Proof.
When applying a spatial permutation Tπ to the input X
of a self-attetnion operator As, we have
As(Tπ(X))=WvTπ(X)⋅softmax((WkTπ(X))T⋅WvTπ(X))=WvXPπ⋅softmax((WkXPπ)T⋅WqXPπ)=WvXPπ⋅softmax(PπT(WkX)T⋅WqXPπ)=WvXPπPπT⋅softmax((WkX)T⋅WqX)Pπ=WvX⋅softmax((WkX)T⋅WqX)Pπ=Tπ(As(X)).Note that PπTPπ=I since Pπ is an orthogonal matrix.
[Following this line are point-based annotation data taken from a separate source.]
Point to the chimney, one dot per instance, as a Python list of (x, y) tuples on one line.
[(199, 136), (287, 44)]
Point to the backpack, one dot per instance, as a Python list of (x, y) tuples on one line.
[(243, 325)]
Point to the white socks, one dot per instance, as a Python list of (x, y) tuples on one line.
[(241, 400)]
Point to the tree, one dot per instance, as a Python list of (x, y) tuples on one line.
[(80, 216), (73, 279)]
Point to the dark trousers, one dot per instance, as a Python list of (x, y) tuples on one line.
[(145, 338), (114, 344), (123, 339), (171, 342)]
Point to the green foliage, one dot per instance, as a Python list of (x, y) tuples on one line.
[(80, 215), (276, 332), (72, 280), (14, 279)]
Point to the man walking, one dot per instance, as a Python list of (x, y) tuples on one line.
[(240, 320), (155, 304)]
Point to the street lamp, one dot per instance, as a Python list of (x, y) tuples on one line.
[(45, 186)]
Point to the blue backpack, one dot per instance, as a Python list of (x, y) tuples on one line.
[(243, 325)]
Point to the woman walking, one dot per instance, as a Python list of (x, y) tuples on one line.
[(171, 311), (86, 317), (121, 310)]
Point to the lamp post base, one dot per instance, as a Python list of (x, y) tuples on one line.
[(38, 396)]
It is also easy to verify that
softmax(PπTMPπ)=PπTsoftmax(M)Pπfor any matrix M. Hence As is spatial permutation equivariant.
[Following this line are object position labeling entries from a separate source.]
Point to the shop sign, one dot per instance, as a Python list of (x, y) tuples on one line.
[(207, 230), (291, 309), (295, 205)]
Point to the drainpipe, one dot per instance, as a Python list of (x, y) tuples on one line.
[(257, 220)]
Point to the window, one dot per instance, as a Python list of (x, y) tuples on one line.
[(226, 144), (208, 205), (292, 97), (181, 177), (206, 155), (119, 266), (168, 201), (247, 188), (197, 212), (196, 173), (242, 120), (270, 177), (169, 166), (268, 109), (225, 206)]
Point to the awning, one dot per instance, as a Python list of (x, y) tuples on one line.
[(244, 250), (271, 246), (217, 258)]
Similarly, when applying Tπ to the input of an attention operator AQ with a learned query Q,
which is independent of the input X, we have
AQ(Tπ(X))=WvTπ(X)⋅softmax((WkTπ(X))T⋅Q)=WvX(PπPπT)⋅softmax((WkX)T⋅Q)=WvX⋅softmax((WkX)T⋅Q)=AQ(X).Hence AQ is spatial permutation invariant.